Behind the vaguely distorted aerial views of "Aeroclub" and "Barrio" lies yet another far-out and lyrical contraption built by Diaz. In order to make these dream-like images, Diaz attached his camera to a Japanese kite, a Rokkaku. As part of the process, Diaz combines fixedness with movement, establishing the camera's focus and tilted lens in a stationary mode while the machine nevertheless floats above and aloft, every breeze a cause for whim. He releases the shutter from below, by radio transmission. Here, as with the panoramicas, we find the centrality of yet another element in his process, namely chance. While Diaz is a scientist of the apparatus, constantly adjusting and fine-tuning the mathematics of image-making, ultimately his artwork depends on the unforeseen. As with the Surrealist exquisite corpse and John Cage's musical compositions, chance is the deciding force of this work.
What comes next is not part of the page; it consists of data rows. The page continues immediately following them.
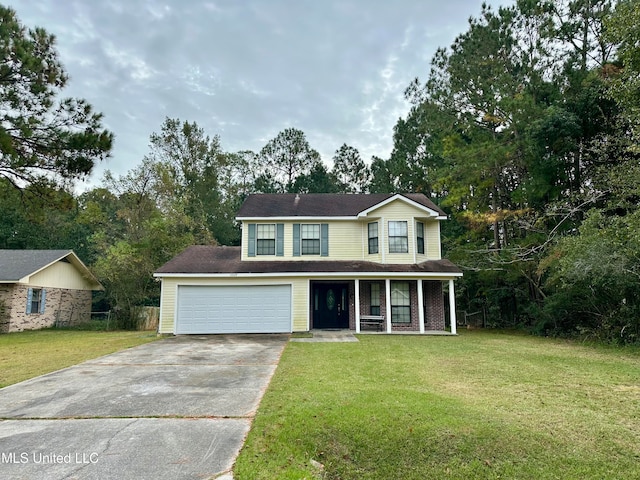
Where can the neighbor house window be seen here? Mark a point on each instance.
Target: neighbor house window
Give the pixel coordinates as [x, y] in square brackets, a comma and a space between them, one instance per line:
[420, 237]
[375, 299]
[310, 239]
[265, 239]
[373, 237]
[400, 303]
[398, 240]
[35, 300]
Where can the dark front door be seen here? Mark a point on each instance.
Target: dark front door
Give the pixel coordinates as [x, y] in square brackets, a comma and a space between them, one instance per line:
[330, 305]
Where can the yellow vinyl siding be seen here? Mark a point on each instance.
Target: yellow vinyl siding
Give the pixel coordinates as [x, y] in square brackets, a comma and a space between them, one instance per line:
[61, 275]
[432, 240]
[348, 239]
[299, 288]
[345, 242]
[397, 211]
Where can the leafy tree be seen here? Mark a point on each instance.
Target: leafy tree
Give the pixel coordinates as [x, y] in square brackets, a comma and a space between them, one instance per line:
[185, 166]
[318, 180]
[42, 136]
[286, 157]
[594, 278]
[624, 31]
[350, 169]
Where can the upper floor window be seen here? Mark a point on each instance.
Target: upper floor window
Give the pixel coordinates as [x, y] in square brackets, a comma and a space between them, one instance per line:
[310, 239]
[266, 239]
[398, 239]
[373, 237]
[420, 237]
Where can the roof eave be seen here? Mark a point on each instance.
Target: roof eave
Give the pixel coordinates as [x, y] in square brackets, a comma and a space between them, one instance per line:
[398, 196]
[442, 275]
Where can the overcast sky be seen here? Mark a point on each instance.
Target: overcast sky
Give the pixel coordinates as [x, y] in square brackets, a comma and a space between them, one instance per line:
[247, 69]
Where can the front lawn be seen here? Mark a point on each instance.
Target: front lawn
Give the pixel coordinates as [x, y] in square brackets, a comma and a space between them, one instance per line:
[28, 354]
[480, 405]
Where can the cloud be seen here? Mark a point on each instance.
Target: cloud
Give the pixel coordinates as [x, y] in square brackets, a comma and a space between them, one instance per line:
[247, 69]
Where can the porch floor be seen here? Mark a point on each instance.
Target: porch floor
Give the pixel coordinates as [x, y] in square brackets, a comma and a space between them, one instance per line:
[349, 335]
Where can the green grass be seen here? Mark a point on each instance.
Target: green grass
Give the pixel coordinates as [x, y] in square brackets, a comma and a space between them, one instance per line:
[480, 405]
[28, 354]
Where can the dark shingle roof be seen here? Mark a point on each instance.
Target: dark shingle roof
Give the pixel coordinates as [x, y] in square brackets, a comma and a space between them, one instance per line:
[320, 204]
[205, 259]
[16, 264]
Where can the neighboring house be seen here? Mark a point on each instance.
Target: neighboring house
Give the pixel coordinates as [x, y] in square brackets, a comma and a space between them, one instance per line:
[39, 288]
[316, 261]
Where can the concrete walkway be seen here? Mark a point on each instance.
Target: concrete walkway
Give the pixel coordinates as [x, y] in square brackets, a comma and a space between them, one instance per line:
[178, 408]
Odd, however, are the results--that chance could make imagery that is so precise yet ambiguous. "Aeroclub" shows a sharply delineated toy-like yellow plane that pops forth energetically from the green field on which it sits. Similarly, with its deranged yet cutesy duplexes in the guise of Levittown, "Barrio" looks more like an architectural model than a true neighborhood.

The third series of images by Diaz, the night views, shows several tumbledown architectural wonders designed in the 1930s by the Argentine modern architect-engineer Francisco Salamone. They are midsized prints, the process (gum bichromate) of which yields a stippled and painterly chiaroscuro of form. Taken at night, the photographs seem eerily old, as though, following the short life of celluloid, they are disintegrating back into the darkness of night before your eyes. The architectural form that Diaz chooses to shoot is fanciful but highly inventive, the deco-like finial of "Matadero Cahrue" looking more like the antenna of a space ship than a modern campanile. While the buildings he has shot are truly out of this world, the process here verges on being sappy and nostalgic.

There is more than fun and scientific high jinks to the work of Diaz. Because he chooses to focus his image-making on urban subject matter, his work tends to take on a much more global air. The familiarity of their subject matter tells us something about the status of economic and urban development in Argentina, that it, like our own, follows from technologies of decentralized manufacturing that give rise to various cultures of sprawl. Pundits of culture will tell you that this familiarity and shared visual vocabulary are evidence of the ever-increasing homogenization of the world--that everything is fast becoming the same. But take heart, I say. Ann was no Eva, and W. will never be Che.